Un buen día, durante mi convalecencia, recibí de su parte el libro ya impreso e incluso encuadernado, y vi en el prefacio tan gruesas alabanzas de mí tan desabridamente chapadas y con tanta afectación que quedé desagradablemente afectado. La tosca adulación que aquello desprendía jamás se alió con el obsequio, no se equivocara mi corazón en eso.
Unos días más tarde, la señora de Ormoy vino a verme con su hija. Me comentó que su libro tenía la mayor resonancia por una nota que llamaba la atención; yo apenas me había fijado en la nota al hojear rápidamente la novela. La releí tras la marcha de la señora de Ormoy, analicé su cariz, creí ver en él el motivo de sus visitas, de sus zalamerías, de las gruesas alabanzas del prólogo, y juzgué que todo aquello no tenía otro fin que el de disponer al público para que me atribuyera la nota y, por consiguiente, la reprobación que le podía suponer al autor en la circunstancia en que había sido publicada.
Carecía de medio alguno para acabar con el bulo y con la impresión que podía causar, y dependía de mí sólo el no alimentarlo aguantando la continuación de las vanas y ostensivas visitas de la señora de Ormoy y de su hija. Ve aquí la tarjeta que escribí a la madre a tal efecto:
Rousseau, al no recíbir en casa a ningún autor, agradece a la señora de Ormoy sus bondades y le ruega que no le honre ya con sus visitas.
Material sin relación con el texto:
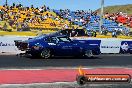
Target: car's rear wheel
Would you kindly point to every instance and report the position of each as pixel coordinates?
(45, 53)
(89, 53)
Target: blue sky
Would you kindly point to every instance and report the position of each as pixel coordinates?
(70, 4)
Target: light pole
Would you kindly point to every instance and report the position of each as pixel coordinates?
(101, 15)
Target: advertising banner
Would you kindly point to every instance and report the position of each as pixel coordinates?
(7, 43)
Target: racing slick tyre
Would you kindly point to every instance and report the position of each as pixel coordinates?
(45, 54)
(81, 80)
(89, 53)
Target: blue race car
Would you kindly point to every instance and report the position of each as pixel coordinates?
(46, 46)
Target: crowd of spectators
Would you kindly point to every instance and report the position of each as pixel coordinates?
(121, 18)
(79, 17)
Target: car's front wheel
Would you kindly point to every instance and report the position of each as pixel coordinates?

Me respondió con una carta honesta en la forma, pero retorcida como todas las que me escriben en casos similares. Había llevado el puñal hasta su corazón sensible y, por el tono de su carta, debía creer que no soportaría sin morir la ruptura, pues que tenía hacia mí sentimientos tan vivos y tan sinceros. Así es como la rectitud y la franqueza constituyen en este mundo crímenes horribles, y a mis contemporáneos pareceríales malvado y feroz aun cuando a sus ojos no tuviera otro delito que el de no ser falso y pérfido como ellos.
Había salido ya varias veces y me paseaba incluso con bastante frecuencia por las Tullerías, cuando, por el asombro de muchos con los que me iba encontrando, vi que aún había con respecto a mí otra noticia que ignoraba.